Planning Inspectorate decides that Locks Hill building works cannot restart

The Planning Inspectorate has turned down an appeal to vary a previous planning permission on the Locks Hill site at Kingsbridge.

The Inspector concluded that the developer Garden Mill Ltd (formerly known as Blakesley Estates) had not complied with a planning condition on the planning permission to build 32 homes on the Locks Hill Site. The planning permission had lapsed, so it cannot be varied, and the appeal was dismissed.

Cllr Dan Thomas, South Hams District Council’s Executive Member for Planning,said: “We have known about the issues at Locks Hill for a very long time. During that time, both our Legal and Planning teams have carried out some fantastic work behind the scenes. 

“Ongoing legal proceedings mean that we cannot say too much at this time.
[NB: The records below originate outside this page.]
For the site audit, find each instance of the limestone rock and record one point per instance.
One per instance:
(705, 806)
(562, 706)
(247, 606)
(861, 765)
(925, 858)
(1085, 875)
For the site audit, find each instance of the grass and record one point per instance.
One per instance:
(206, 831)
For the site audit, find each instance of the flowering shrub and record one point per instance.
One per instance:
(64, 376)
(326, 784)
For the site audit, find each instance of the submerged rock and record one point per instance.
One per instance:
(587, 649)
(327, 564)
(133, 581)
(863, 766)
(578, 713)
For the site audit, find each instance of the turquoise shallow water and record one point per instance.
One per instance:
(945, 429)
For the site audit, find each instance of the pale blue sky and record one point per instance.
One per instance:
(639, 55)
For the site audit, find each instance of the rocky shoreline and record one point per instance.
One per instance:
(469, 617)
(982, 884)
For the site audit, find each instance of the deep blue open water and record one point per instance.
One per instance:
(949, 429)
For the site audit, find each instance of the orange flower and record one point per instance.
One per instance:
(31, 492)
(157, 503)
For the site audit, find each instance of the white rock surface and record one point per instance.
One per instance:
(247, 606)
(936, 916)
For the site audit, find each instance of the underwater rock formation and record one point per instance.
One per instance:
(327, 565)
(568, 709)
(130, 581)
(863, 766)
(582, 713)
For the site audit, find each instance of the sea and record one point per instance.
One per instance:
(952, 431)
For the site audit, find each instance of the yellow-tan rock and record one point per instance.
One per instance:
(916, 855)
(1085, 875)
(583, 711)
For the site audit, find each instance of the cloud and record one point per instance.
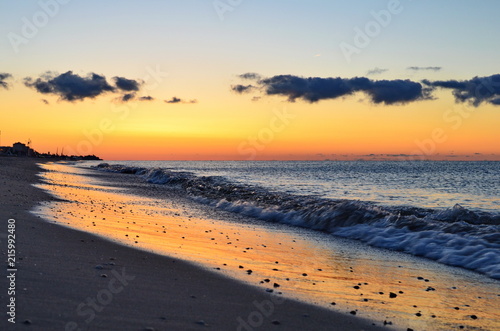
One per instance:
(125, 84)
(127, 97)
(69, 86)
(250, 76)
(315, 89)
(475, 91)
(495, 102)
(242, 88)
(376, 71)
(179, 100)
(3, 78)
(173, 100)
(425, 68)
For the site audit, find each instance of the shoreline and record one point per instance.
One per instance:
(68, 279)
However, the decision by the Planning Inspectorate has shown our full understanding of the issues surrounding the site and has vindicated the decisions we’ve made around the breach of the planning condition.
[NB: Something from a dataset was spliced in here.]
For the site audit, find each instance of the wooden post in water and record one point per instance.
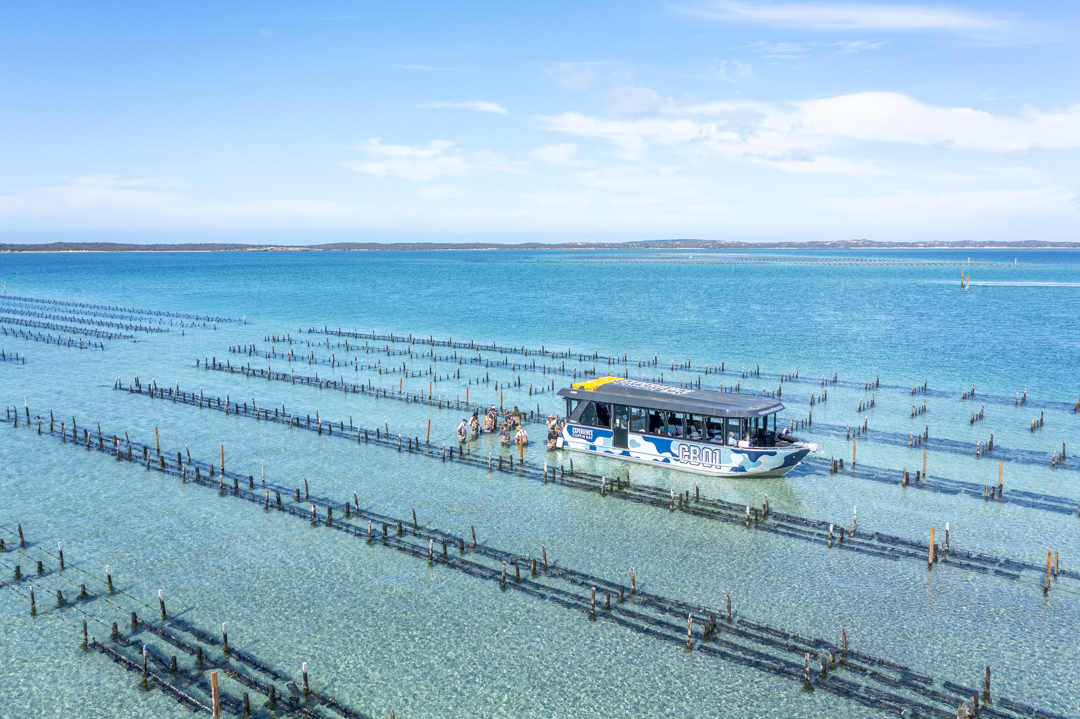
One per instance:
(215, 695)
(930, 558)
“There has been a longstanding commitment on behalf of the Council, supported by our local MPs, to take robust action regarding breaches of planning.
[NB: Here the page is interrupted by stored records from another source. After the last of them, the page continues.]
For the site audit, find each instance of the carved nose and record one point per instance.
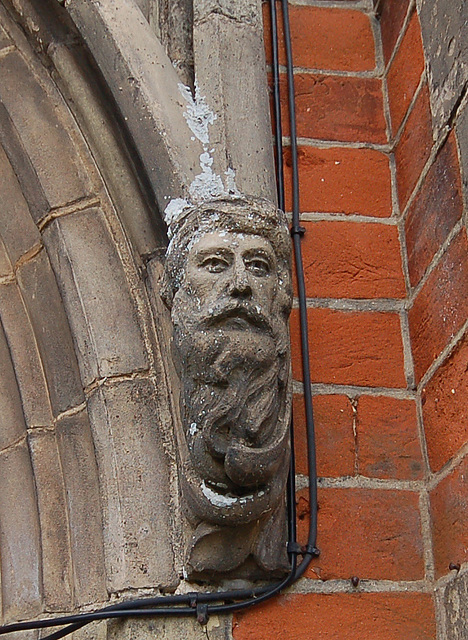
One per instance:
(240, 287)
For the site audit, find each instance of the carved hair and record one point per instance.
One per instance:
(254, 216)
“This has been an issue that has gone on for many years, and we have worked tirelessly to reach this very satisfying outcome.”

Planning permission for the Locks Hill site was granted by the Planning Inspectorate on appeal in 2017, after it had originally been refused by South Hams District Council in 2016.

The green light for the development hinged on the importance of retaining and adding to the trees and vegetation on the edge of the site, to limit the impact that building work and the development would have on Buttville House, a Grade-II listed building that neighbours Locks Hill. Trees on the north-east corner of the site were particularly important to screening and sheltering Buttville House from the development.

Conditions on the planning application agreed that “no site clearance, preparatory work or development shall take place until a scheme for the protection of the retained trees (the tree protection plan) and the appropriate working methods (the arboricultural method statement)” were in place.

The developer informed the District Council that work would begin on the site on 27 May 2021, but evidence has proven that “substantive activity” began on the site began before this date, without adequate tree protection fencing that met the requirements of the tree protection plan.

In their decision to turn down the appeals, the Planning Inspectorate noted that this lack of adequate protection for the trees meant “a breach has clearly taken place”. It added that any work done on the site before 21 December 2022 was “not lawful and the host permission lapsed at that point”.

The Planning Inspectorate also awarded South Hams District Council a partial award of costs from the developer.